No, it is not possible in general. It may be possible in some special cases.

Given x₁, x₂, ... you want to find y = a₁x₁ + a₂x₂ + ... + c so that all the correlations between y and the x's are greater than some target R. Since the correlation is

Corr(y, xi) = Cov(y, xi) / Sqrt[ Var(y) * Var(xi) ]

your constraint is

Cov(y, xi) / Sqrt[ Var(y) * Var(xi) ] > R

which can be rearranged to

Cov(y, xi)² > R² * Var(y) * Var(xi)

and this needs to be true for all i.

Consider the simple case where there are only two columns x₁ and x₂, and further assume that they both have mean zero (so you can ignore the constant c) and variance 1, and that they are uncorrelated. In that case y = a₁x₁ + a₂x₂ and the covariances and variances are

Cov(y, x₁) = a₁
Cov(y, x₂) = a₂
Var(x₁)    = 1
Var(x₂)    = 1
Var(y)     = (a₁)² + (a₂)²

so you need to simultaneously satisfy

(a₁)² > R² * ((a₁)² + (a₂)²)
(a₂)² > R² * ((a₁)² + (a₂)²)

Adding these inequalities together, you get

(a₁)² + (a₂)² > 2 * R² * ((a₁)² + (a₂)²)

which means that in order to satisfy both of the inequalities, you must have R < Sqrt(1/2) (by cancelling common factors on both sides of the inequality). So the very best you could do in this simple case is to choose a₁ = a₂ (the exact value doesn't matter as long as they are equal) and both of the correlations Corr(y,a₁) and Corr(y,a₂) will be equal to 0.707. You cannot achieve correlations higher than this between y and all of the x's simultaneously in this case.

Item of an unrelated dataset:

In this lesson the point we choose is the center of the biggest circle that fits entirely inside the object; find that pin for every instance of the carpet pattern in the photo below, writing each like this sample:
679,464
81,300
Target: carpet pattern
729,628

For the more general case with n columns (each of which has mean zero, variance 1 and zero correlation between columns) you cannot simultaneously achieve correlations greater than 1 / sqrt(n) (as pointed out in the comments by @kazemakase).

In general, the more independent variables there are, the lower the correlation you will be able to achieve between y and the x's. Also (although I haven't mentioned it above) the correlations between the x's matter. If they are in general positively correlated, you will be able to achieve a higher target correlation between y and the x's. If they are in general uncorrelated or negatively correlated, you will only be able to achieve low correlations between y and the x's.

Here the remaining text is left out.